EP by The Living End
- Released: 15 September 1997
- Recorded: 1997
- Genre: Punk rock
- Length: 16:29
- Label: Rapido
- Producer: Lindsay Gravina

The Living End chronology
| It's for Your Own Good (1996) | Second Solution / Prisoner of Society (1997) | The Living End (1998) |

Music videos
- "Second Solution" on YouTube
- "Prisoner of Society" on YouTube

= Second Solution / Prisoner of Society =

"Second Solution" / "Prisoner of Society" is the third EP by Australian rock band The Living End. It was the best selling Australian single of the 1990s, and spent a record-breaking 69 weeks on the ARIA Top 100 singles chart.
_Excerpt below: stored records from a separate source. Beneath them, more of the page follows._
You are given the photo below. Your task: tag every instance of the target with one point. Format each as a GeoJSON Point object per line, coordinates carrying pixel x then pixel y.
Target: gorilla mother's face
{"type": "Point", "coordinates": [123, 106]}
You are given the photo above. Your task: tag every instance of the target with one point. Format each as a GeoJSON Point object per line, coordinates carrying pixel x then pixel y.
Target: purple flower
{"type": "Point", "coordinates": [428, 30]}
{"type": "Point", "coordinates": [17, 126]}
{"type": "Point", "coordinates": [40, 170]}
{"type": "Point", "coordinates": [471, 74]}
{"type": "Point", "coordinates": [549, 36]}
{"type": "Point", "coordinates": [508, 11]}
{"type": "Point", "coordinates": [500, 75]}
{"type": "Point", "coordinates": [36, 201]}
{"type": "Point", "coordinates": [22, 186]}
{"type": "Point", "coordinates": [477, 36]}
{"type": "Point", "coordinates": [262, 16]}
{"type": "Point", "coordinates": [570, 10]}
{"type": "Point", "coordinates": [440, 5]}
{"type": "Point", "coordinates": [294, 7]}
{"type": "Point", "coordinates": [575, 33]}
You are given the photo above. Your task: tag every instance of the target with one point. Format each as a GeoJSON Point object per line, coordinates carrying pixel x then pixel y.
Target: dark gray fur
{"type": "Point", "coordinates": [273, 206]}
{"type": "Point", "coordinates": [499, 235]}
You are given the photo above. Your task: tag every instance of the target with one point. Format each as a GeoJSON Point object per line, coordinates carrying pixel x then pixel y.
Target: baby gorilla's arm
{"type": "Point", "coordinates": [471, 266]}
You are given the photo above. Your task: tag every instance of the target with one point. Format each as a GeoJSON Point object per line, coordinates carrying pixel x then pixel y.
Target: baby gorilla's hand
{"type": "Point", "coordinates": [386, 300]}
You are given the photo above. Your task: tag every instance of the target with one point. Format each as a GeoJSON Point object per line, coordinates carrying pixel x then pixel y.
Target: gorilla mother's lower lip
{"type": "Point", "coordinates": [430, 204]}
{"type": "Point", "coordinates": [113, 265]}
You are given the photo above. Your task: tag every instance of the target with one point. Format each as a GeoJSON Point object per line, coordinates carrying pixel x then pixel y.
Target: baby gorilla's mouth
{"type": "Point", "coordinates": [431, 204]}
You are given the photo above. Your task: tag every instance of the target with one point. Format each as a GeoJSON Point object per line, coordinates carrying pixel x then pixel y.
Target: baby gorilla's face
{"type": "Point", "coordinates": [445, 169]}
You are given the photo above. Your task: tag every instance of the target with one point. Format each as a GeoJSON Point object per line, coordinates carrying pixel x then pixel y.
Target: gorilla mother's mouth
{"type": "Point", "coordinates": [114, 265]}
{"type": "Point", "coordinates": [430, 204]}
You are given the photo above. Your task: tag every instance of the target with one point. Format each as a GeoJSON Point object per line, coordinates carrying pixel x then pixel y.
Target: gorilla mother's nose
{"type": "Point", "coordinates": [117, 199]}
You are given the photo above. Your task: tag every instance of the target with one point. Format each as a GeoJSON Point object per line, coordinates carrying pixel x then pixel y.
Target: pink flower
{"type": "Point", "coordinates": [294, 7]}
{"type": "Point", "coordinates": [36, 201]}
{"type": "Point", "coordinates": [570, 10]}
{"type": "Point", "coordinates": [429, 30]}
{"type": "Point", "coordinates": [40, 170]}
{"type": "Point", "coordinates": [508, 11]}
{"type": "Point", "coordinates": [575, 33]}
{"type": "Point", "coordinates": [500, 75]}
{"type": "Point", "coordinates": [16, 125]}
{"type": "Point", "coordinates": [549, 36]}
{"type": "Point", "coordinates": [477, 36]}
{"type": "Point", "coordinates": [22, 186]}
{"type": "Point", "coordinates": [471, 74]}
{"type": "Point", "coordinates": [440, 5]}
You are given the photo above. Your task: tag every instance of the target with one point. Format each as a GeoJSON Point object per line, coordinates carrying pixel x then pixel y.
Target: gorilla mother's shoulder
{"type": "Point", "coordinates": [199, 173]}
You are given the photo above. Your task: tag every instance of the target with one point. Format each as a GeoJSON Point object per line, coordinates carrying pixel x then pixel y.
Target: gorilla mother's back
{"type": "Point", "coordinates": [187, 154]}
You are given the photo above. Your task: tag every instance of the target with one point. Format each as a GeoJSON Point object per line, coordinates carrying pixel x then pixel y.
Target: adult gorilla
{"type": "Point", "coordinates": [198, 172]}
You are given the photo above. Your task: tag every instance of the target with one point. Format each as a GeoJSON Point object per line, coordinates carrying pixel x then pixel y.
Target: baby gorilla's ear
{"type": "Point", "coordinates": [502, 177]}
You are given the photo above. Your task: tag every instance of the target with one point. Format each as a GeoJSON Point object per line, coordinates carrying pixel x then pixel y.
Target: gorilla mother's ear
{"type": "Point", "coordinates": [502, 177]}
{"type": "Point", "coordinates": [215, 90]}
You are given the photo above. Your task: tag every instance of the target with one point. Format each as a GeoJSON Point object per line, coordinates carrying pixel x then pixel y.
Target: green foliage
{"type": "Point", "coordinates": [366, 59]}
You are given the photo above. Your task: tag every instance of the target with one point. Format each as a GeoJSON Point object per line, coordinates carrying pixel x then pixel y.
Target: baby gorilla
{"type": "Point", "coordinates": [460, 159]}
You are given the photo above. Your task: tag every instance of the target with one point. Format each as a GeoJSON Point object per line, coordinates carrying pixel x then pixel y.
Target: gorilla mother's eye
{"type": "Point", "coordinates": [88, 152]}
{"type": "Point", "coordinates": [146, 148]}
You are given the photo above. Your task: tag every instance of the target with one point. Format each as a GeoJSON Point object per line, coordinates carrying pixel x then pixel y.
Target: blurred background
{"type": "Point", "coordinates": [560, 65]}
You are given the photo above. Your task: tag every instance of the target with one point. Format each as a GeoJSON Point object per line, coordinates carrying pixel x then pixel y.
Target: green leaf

It provided a breakthrough for the band, bringing them to the attention of the Australian rock scene. Boosted by the success of this EP, they subsequently went into the studio to record their debut full-length album, The Living End, on which they re-recorded both of the title songs.

==Music videos==

===Prisoner of Society===
The music clip for "Prisoner of Society" was released first and features the band simply playing the song in a schoolroom intercut with scenes of young people in the same classroom who are rebelliously presenting "essays" to the class (though the essays they're reading are the lyrics of the song).This version of song is favoured by most fans along with the film clip being shot on a budget of $2000.

===Second Solution===
Following the release of the video for "Prisoner of Society", the band filmed and released the follow-up with "Second Solution." This video uses live clips from old performances where they play the song and shows all three members play their respective instruments in tune to the song at the same time.

==Track listing==
All songs were written by Chris Cheney.
1. "Second Solution" – 3:09
2. "Prisoner of Society" – 3:54
3. "Prisoner on the Inside" – 2:28 (Cover of the theme song from Prisoner, originally by Lynne Hamilton)
4. "Misspent Youth" (Live) – 2:52
5. "Strange" (Live) – 4:06

==Personnel==
- Chris Cheney – guitars and vocals
- Scott Owen – upright bass and backing vocals
- Travis Demsey – drums and backing vocals

==Charts==
===Weekly charts===

| Chart (1998) | Peak position |
|---|---|
| Australia (ARIA) | 4 |
| New Zealand (Recorded Music NZ) | 28 |
| United Kingdom (Official Charts Company) | 179 |

===Year-end charts===

| Chart (1998) | Peak position |
|---|---|
| Australia (ARIA) | 6 |

==Certifications==

| Region | Certification | Certified units/sales |
| Australia (ARIA) | 2× Platinum | 140,000^{^} |
^{^} Shipments figures based on certification alone.